I'm pretty new to C++ coding and I'm currently trying to use CUDA to do some GPU computations.
Basically I have a matrix A (N by N), and a couple of vectors b and x0. b and x0 have N elements as well.
This is the piece of code I'm trying to implement:
for (unsigned i=1;i<=N;i++){
T sum = 0;
for (unsigned j=1;j<=N;j++){
sum += A[j][i]*x0[j];
}
v[i] = b[i] - sum;
}
where T is a template variable (can be assigned a double as far as I'm aware).

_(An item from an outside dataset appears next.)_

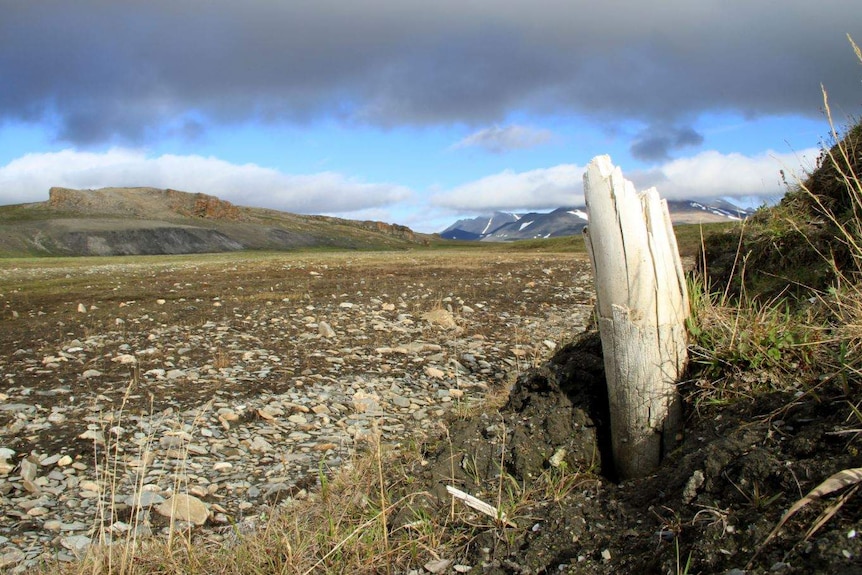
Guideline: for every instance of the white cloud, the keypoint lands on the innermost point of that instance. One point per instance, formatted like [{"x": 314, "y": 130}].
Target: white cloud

Would it be possible to parallelize the whole thing, and if so how would I to that? I could also use some pointers regarding how to break up the threads in general for such a problem into blocks and how to move the 2D from the host to device and back...

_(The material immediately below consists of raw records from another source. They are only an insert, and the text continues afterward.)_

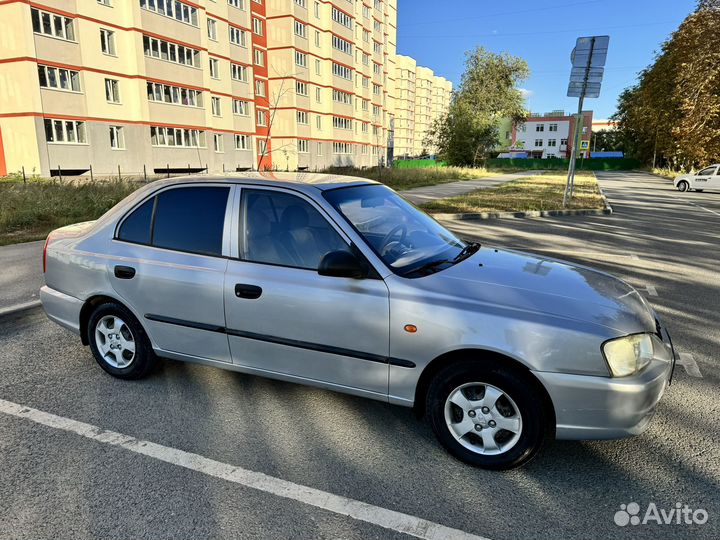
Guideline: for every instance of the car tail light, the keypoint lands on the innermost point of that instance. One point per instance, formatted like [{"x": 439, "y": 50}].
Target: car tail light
[{"x": 47, "y": 241}]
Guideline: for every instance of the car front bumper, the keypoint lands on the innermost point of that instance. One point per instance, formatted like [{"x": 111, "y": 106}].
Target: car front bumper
[
  {"x": 61, "y": 308},
  {"x": 589, "y": 407}
]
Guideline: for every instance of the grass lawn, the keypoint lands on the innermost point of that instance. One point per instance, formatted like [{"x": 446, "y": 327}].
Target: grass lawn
[
  {"x": 541, "y": 192},
  {"x": 400, "y": 179},
  {"x": 30, "y": 211}
]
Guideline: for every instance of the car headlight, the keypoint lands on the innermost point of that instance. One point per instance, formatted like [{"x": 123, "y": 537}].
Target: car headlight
[{"x": 628, "y": 355}]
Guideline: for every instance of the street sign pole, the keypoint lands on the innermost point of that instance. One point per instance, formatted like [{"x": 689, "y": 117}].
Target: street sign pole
[{"x": 588, "y": 59}]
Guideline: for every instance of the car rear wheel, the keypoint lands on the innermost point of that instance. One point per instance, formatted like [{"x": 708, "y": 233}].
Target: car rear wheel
[
  {"x": 119, "y": 343},
  {"x": 487, "y": 416}
]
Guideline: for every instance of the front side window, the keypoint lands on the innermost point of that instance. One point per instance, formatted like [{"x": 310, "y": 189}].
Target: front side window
[
  {"x": 406, "y": 239},
  {"x": 283, "y": 229},
  {"x": 170, "y": 220}
]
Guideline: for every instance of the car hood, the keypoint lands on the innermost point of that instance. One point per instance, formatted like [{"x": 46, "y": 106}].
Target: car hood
[{"x": 545, "y": 286}]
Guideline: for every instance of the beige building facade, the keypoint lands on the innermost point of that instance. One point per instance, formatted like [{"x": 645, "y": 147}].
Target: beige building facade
[
  {"x": 179, "y": 85},
  {"x": 421, "y": 98}
]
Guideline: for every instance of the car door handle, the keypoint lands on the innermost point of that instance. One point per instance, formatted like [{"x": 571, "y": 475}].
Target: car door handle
[
  {"x": 251, "y": 292},
  {"x": 124, "y": 272}
]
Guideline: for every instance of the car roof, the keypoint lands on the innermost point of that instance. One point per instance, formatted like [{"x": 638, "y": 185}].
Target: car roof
[{"x": 303, "y": 181}]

Please let me know if any additional information is required.
EDIT 1: After looking into CUBLAS and not getting very far, Ive decided to flatten my matrices and write the code myself. My first discovery has been that my cuda kernel doesn't like working with double type variables/arrays [can someone confirm this?].

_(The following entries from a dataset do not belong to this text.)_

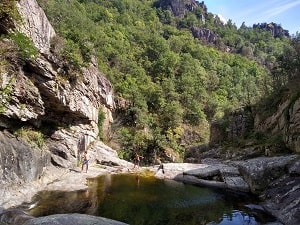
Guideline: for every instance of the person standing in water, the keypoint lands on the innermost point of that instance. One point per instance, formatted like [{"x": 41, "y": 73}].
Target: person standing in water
[
  {"x": 136, "y": 160},
  {"x": 85, "y": 162}
]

After converting everything to a float the cuda kernel I've written looks something like this:
__global__ void cudaMatTimesVect(float *p, float *x0, float *v, float *sum, float *toSum, float *b, int N){
int idx = blockIdx.x * blockDim.x + threadIdx.x; // thread index
if (idx < N*N){
toSum[idx] = p[idx] * x0[blockIdx.x];
}
__syncthreads();
if( idx-(blockIdx.x * blockDim.x) == 0){
for(int i=0; i<blockDim.x; i++){
sum[blockIdx.x] += toSum[idx+i];
}
v[blockIdx.x] = b[blockIdx.x] - sum[blockIdx.x];
}
I'm not sure whether the syncthreads() command will wait for all the threads to multiply before attempting to carry out the sum loop.
Here is the snippet of CPU code regarding he sum and toSum arrays initialized only on the GPU:
float *d_sum;
float *d_toSum;
cudaError_t cudaStatus;
...
// allocate toSum memory
cudaStatus = cudaMalloc(&d_toSum, N*N*sizeof(float));
if (cudaStatus != cudaSuccess){
std::cout << "couldnt allocate device memory for d_toSum!" << std::endl;
cudaFree(d_toSum);
}
// allocate sum mem on device
cudaStatus = cudaMalloc(&d_sum, N*sizeof(float));
if (cudaStatus != cudaSuccess){
std::cout << "couldnt allocate device memory for d_sum" << std::endl;
cudaFree(d_sum);
}
...
...
// call the kernel
cudaMatTimesVect<<<N,N>>>(d_p, d_x0, d_v, d_sum, d_toSum, d_b, N);
...
cudaFree(d_toSum);
cudaFree(d_sum);
Is this the most efficient way to do the summation?
EDIT 2: I have now changed the code to use different block indcies to run row computations. The above kernel compiles and runs, but array elements in v seem to keep getting smaller and smaller rather than restarting...
I am still interested to understand why I can't use doubles and how my code needs to change if I want to define my host arrays using < vector >.
Thanks,
Armen